Exhibition open until 7th of August –
Marianna Wahlsten –
While planning the exhibition, chief curator Frédéric Migayrou worked very closely with Norman Foster, who was ultimately in charge of the over-arching concept. His meticulous attention to detail shows throughout. It’s the first ever show on the top floor galleries of the Pompidou Centre dedicated to architecture, which brings a special kind of aura to the contents on display. Exploring the most important projects and sources of inspiration, it’s a showcase for key ideas behind the Pritzker-prize-winning architect’s creative process.
Although Foster does not entirely approve of the concept ‘High Tech’ architecture in relation to his own approach, he is recognised as the leading architect of that movement. In the press conference I asked what is it that he disliked about the High Tech definition, and he explained that he mainly objects the stylistic association with glass and steel, and clearly wants to bring attention beyond that to other aspects in his large and hugely influential body of work. However, the formal language behind the buildings designed by Foster + Partners is a culmination of ideas and approaches that have been enabled by technological innovation, and the fascination towards the technological reality of objects. In Foster’s designs key principles of Modernism have been appropriated and translated in response to contemporary scientific developments and material innovations.
If architecture exhibitions can sometimes seem dry and boring (as Jacques Herzog has famously commented), in this one the abundance of material and different juxtapositions of objects is enlightening. Entering the first gallery we are immediately confronted with what lies at the heart of Foster’s creative method: drawing and sketching. The walls are covered by material retrieved from his enormous archive, showing a development in Foster’s research process spanning six decades. In the middle there is a long vitrine, containing over 200 spreads from his A-4 sketchbooks. Starting from 1975, observations and thoughts are recorded in these books, of which there are over 2000, according to Migayrou. The continuity of this material is impressive.
In the next gallery projects are represented through framed drawings and renderings, videos and architecture models, as well carefully constructed 3-D dioramas, which are rarely seen in architecture exhibitions. They certainly clarify meanings, adding a level of information to explain some of the formal connections for the general public. Some of the architecture models have been created especially for this exhibition. Through their scale and detailing, the development of Foster’s formal language can be observed and studied.
Objects by artists and architects, who have inspired Foster over the years are scattered in the middle of the gallery amongs his own architectural works. Some of them are from Foster’s private collection, like the restored vintage automobile owned by Le Corbusier. Richard Buckmister Fuller’s Dymaxion car, and a stripped metal body of a Mercedez-Benz 300 SL model, are reminders of Foster’s obsession with dynamic technical systems and structures. Artworks by Umberto Boccioni, Constantin Brancusi and Ai Weiwei illustrate formal inspirations.

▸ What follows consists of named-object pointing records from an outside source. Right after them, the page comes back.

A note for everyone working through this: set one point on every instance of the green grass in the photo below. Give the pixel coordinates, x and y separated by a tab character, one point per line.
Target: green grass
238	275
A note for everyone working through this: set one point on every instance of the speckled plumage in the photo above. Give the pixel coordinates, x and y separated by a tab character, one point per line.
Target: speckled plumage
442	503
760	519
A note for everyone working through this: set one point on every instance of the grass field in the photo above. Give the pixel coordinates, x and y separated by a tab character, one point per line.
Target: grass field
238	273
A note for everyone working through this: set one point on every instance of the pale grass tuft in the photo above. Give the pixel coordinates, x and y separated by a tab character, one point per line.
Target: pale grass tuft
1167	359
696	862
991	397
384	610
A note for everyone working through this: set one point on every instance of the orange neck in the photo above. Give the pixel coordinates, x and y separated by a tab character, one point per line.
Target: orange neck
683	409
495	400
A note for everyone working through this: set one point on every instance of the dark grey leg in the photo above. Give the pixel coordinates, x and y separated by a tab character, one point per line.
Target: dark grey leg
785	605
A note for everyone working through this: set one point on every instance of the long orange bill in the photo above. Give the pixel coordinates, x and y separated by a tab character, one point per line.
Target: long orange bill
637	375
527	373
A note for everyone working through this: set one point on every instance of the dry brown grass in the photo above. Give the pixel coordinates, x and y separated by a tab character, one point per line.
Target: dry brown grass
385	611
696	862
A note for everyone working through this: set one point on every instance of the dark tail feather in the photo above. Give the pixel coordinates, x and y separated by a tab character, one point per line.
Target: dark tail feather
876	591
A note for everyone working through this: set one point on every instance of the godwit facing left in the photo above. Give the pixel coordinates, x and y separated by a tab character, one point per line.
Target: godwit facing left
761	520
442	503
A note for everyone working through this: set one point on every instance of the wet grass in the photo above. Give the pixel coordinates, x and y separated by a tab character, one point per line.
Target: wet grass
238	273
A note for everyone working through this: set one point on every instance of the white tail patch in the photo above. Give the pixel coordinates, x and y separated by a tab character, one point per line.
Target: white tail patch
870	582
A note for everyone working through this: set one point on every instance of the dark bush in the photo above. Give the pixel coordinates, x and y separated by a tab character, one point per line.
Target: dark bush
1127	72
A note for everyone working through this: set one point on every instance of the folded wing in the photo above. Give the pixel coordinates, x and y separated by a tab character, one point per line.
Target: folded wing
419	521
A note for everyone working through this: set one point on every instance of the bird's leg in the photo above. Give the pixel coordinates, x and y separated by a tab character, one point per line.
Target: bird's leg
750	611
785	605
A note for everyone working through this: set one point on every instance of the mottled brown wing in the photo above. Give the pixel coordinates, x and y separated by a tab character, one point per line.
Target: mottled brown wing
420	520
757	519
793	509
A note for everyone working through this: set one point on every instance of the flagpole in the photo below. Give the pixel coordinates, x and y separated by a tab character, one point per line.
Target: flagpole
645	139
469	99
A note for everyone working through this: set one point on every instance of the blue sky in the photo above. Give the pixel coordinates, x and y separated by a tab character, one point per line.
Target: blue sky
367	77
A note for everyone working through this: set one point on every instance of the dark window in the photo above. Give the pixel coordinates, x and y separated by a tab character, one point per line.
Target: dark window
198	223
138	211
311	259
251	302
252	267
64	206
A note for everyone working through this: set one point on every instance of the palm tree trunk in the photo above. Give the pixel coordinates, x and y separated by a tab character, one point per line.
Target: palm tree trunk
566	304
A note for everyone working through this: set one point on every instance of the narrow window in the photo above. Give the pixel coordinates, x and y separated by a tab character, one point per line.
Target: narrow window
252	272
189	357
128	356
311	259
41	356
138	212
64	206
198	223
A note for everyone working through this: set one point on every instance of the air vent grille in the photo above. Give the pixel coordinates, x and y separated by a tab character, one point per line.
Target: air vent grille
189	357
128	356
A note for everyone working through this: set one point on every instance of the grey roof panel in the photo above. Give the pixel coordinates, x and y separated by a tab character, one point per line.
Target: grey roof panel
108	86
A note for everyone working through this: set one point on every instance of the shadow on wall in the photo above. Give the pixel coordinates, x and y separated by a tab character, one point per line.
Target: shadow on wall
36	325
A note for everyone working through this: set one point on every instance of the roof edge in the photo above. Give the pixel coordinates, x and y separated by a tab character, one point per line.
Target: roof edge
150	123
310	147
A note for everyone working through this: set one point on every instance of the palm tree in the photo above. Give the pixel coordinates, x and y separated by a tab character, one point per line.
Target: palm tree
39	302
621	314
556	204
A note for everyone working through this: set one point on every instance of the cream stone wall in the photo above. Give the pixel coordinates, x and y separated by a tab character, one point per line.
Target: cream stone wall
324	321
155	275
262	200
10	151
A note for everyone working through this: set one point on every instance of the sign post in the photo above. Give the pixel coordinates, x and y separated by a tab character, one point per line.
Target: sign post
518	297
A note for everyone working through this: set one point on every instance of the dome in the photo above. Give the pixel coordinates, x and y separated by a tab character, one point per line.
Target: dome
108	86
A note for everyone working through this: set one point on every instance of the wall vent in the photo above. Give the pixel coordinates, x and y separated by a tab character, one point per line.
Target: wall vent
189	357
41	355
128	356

There are seven main themes in the exhibition. The overarching idea is Foster’s belief that the climate crisis can be resolved through technological research. ‘Vertical Cities’ is one of the themes and a guiding idea of Foster’s urban strategy, where the high-rise building is seen as ‘one the best inventions of the modern era’. It’s an idea in line with Modernist principles, and which Foster believes is also the most ecological solution in dense urban environments. He believes that each crisis will generate new urban forms and thus make the city more resilient. “I’m not complacent. I share the concern about rising sea levels and global warming. We are pursuing strategies for renewable energy, and huge strides have been made”, Foster argues.
Foster’s ideological models are founded on, and still underpinned, by 1960’s optimism, the ‘big acceleration’ of technological revolution. As a young architect in the United States Foster worked on experimental projetcs at Buckminster Fuller’s office, which shaped the recent graduate’s thinking, as well as the Californian Case Study houses program, designed out of simple, inexpensive elements. Other influential figures in Foster’s early years were Louis Kahn, Christopher Alexander, and his teachers from Yale Paul Rudoplh and Serge Chermayeff.
As a culmination of Foster’s futuristic aspirations, the exhibition introduces some of the projects developed in collaboration with NASA, in which architecture moves to outer space. Designs for stations on the Moon and on Mars are part of an architectural strategy, demonstrating how Foster + Partners continues to look forward, always motivated by expanding what is possible technologically. In order to find ecological solutions, the starchitect strongly believes that technology will eventually save the planet.